The Skua said the string was his, while the Skink said that’s not true. When questioned why the Skink’s reply was, it doesn’t belong to you.

The Skua held the string and the Skink held on too, and the balloon above weaved back and forth, to him this was not new.
Just then the wind grew strong and forced the balloon to soar, pulling the Skink from off its rock, and the Skua from off the shore. They both held tightly to the string as it flew into the sky, but they knew, too, it wouldn’t do to go up so very high.

The Skink now feared for its life, and the Skua did now too, because the string had knotted around its leg and that would never do.

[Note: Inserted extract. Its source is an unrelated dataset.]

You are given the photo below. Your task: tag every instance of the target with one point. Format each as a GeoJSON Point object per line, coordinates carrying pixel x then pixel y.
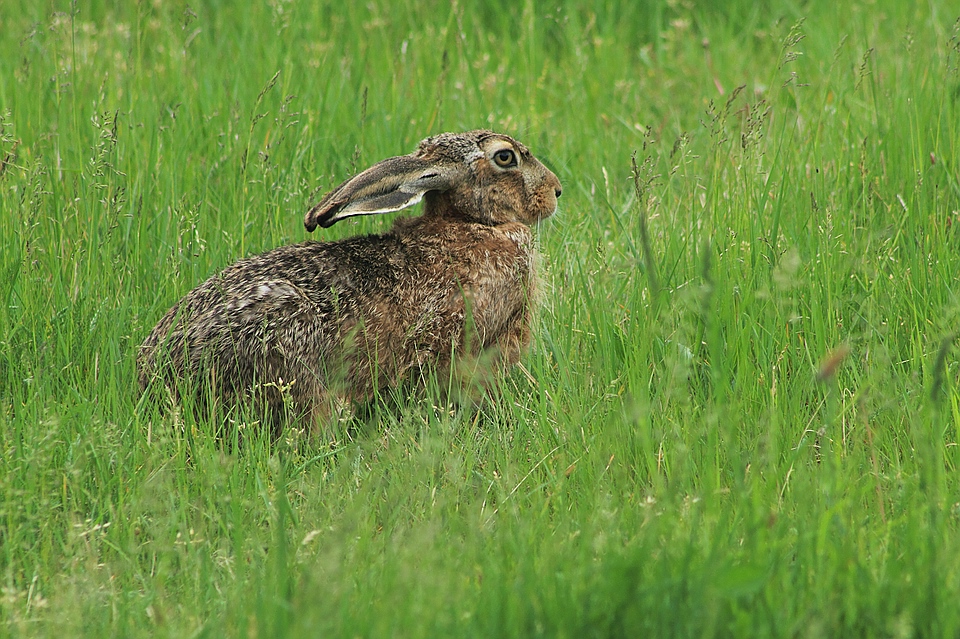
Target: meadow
{"type": "Point", "coordinates": [740, 412]}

The Skink looked down and saw the Skua and said he could set him free. But the Skua could fly and the Skink could not, whatever would it be?

“We should have shared the pretty balloon,” said the Skua to the Skink, “and that’s the reason why this is what I think. Our greediness will be the cause of both of us to die if this balloon continues to climb up so very high.”

“Maybe not,” the Skink replied, “I cannot fly, but I’m not tied so tightly to this string. I have four hands and could climb down and get you free, a very easy thing.”
“If you untie me from this knot,” said the Skua to the Skink, “I’d let you climb aboard my back, please tell me what you think.”

The Skink slid down the string and untied the nasty knot. He climbed aboard the Skua’s back and they flew off without a second thought.
The balloon kept on soaring as high as it could go, while the Skua and the Skink enjoyed the safety far below.